Pau Brasil e Sândalo

Ilhas de Sonda, Australásia & Brasil - Timor-Leste em foco
Aproximações a partir de estudos de processos histórico-culturais e de debates das últimas décadas

 
A Revista Brasil-Europa, neste seu quarto número de 2017, oferece textos referentes a estudos euro-brasileiros que focalizam primordialmente a esfera insular de Sonda (Sunda), ilhas situadas entre o arquipélago malaio e a Austrália. Esses estudos foram levados a efeito no Sudeste Asiático e em cidades australianas no corrente ano. Dá-se, assim continuidade à sua edição anterior, que teve Malaca como foco das atenções. (Veja)
Dirigir o olhar a esse universo insular, pouco ou não considerado nas suas relações com o Brasil, parece ser à primeira vista singular, arbitrário, estranho e irrelevante, na melhor das hipóteses curioso.
Demonstrar que este, porém, não é o caso, constitui o escopo desta revista. O seu objetivo é trazer à consciência a necessidade de uma consideração mais atenta do passado e do presente dessa região nos estudos de processos culturais em relações globais e nos quais o Brasil também se insere.
A complexidade desse universo insular permite na atualidade apenas aproximações e a consideração de alguns de seus aspectos. Não se pode esquecer que se trata de um complexo de numerosas ilhas, quatro maiores e mais de milhar de menores e que formam na fisionomia da terra um grande arco - o arco de Sonda.
Essa miríade de ilhas é vista como resultado de uma elevação das águas à época glacial, o que levou à submersão de partes mais baixas de terra de um contínuo que unia as atuais ilhas com a Indochina, de Sonda ou da „Terra de Sonda“ com a Ásia. Este fenômeno - hoje de inquietante atualidade devido ao aquecimento da atmosfera e mudança climática - repetiu-se em outra parte da região, aquela de Sahul, uma terra do passado separada da de Sonda por estreitos marítimos.
Nesse processo geológico encontram-se os fundamentos da zona de transição da fauna e da flora entre a Ásia e a Austrália e que é demarcada pela assim-chmada Linha de Wallace.
Com esse nome, estabelece-se uma estreita relação entre o Brasil e essa região do globo na história das ciências, uma vez que lembra de Alfred Russel Wallace (1823-1913), naturalista inglês que realizou observações e estudos na Amazônia e cujo relato contém valiosos dados de interesse histórico-cultural. (Veja)

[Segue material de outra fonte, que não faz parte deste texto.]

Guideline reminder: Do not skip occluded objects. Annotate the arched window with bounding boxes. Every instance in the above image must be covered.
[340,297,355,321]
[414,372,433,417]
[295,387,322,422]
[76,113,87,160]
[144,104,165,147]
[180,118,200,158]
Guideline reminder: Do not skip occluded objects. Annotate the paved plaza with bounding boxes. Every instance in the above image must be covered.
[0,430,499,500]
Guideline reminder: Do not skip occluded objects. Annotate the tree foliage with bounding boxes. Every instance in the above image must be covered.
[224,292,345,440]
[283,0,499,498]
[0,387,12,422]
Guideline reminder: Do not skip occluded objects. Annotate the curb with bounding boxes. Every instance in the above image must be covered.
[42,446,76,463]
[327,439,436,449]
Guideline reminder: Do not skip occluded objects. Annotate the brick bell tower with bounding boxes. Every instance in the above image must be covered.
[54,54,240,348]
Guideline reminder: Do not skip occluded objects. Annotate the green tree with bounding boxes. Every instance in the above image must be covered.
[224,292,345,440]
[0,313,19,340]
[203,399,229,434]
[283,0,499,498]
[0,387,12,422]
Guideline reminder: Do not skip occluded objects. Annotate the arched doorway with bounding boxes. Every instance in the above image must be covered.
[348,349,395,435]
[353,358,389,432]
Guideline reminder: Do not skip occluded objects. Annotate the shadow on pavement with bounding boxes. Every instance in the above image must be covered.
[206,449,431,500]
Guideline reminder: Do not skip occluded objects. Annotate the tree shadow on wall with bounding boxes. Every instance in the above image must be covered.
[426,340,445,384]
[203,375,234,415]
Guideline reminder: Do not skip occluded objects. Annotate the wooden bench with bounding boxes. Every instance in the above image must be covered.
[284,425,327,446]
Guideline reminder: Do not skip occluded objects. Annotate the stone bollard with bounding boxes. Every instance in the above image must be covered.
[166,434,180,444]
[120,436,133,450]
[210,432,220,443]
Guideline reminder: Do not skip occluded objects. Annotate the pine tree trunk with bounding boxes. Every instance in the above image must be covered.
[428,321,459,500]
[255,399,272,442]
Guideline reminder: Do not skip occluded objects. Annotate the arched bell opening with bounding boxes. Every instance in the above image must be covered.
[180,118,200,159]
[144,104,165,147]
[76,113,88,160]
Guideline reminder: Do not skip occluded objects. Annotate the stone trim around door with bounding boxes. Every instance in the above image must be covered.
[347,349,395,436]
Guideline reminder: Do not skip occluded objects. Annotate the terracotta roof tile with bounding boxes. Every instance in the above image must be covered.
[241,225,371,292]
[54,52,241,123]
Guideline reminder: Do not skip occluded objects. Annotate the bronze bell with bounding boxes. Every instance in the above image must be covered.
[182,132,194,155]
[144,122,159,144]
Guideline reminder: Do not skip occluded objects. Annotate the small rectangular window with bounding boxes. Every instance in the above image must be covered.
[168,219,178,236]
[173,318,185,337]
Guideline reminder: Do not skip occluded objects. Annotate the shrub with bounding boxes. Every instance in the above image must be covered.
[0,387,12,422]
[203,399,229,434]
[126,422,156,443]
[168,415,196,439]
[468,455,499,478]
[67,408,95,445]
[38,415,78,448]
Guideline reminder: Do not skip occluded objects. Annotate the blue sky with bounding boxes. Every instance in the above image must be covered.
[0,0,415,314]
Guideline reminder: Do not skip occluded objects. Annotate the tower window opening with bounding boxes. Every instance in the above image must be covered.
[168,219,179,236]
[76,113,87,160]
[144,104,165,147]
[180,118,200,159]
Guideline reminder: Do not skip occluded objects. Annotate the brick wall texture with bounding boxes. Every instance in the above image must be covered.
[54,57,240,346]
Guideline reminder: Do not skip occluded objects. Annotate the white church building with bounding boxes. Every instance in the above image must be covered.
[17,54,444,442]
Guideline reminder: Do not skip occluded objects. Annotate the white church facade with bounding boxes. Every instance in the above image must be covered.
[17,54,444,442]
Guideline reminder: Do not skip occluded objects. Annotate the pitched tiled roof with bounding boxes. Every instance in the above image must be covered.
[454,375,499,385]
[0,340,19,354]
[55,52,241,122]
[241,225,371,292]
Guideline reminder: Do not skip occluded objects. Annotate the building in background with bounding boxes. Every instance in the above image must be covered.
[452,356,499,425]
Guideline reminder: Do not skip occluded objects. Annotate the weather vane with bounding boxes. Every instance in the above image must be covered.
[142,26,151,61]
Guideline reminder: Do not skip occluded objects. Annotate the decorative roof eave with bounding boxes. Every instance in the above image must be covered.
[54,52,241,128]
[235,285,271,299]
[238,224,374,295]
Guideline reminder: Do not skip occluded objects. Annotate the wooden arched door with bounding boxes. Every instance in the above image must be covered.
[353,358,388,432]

Tanto o Brasil como as ilhas de Sonda inscrevem-se assim em determinada fase do desenvolvimento das ciências e do pensamento científico, merecendo ser considerados com especial atenção interdisciplinar em estudos voltados ao binômio Cultura/Natureza. (Veja)

As Grandes Ilhas de Sonda são Sumatra, Java, Borneo (Kalimantan) e Celebes, hoje Sulawesi; as Pequenas Ilhas Sonda incluem Bali, Lombok, Flores e, como a mais conhecida nos estudos portugueses e brasileiros, a ilha de Timor, cuja parte Leste é país independente, profundamente marcado pela colonização portuguesa e que tem o português como língua oficial.

Estudos de Timor-Leste nas suas inserções em contextos insulares

A consideração de Timor-Leste, ainda que prioritária nos estudos euro-brasileiros voltados a essa região, não deveria ser conduzida independentemente do complexo insular em que essa parte da ilha se inscreve.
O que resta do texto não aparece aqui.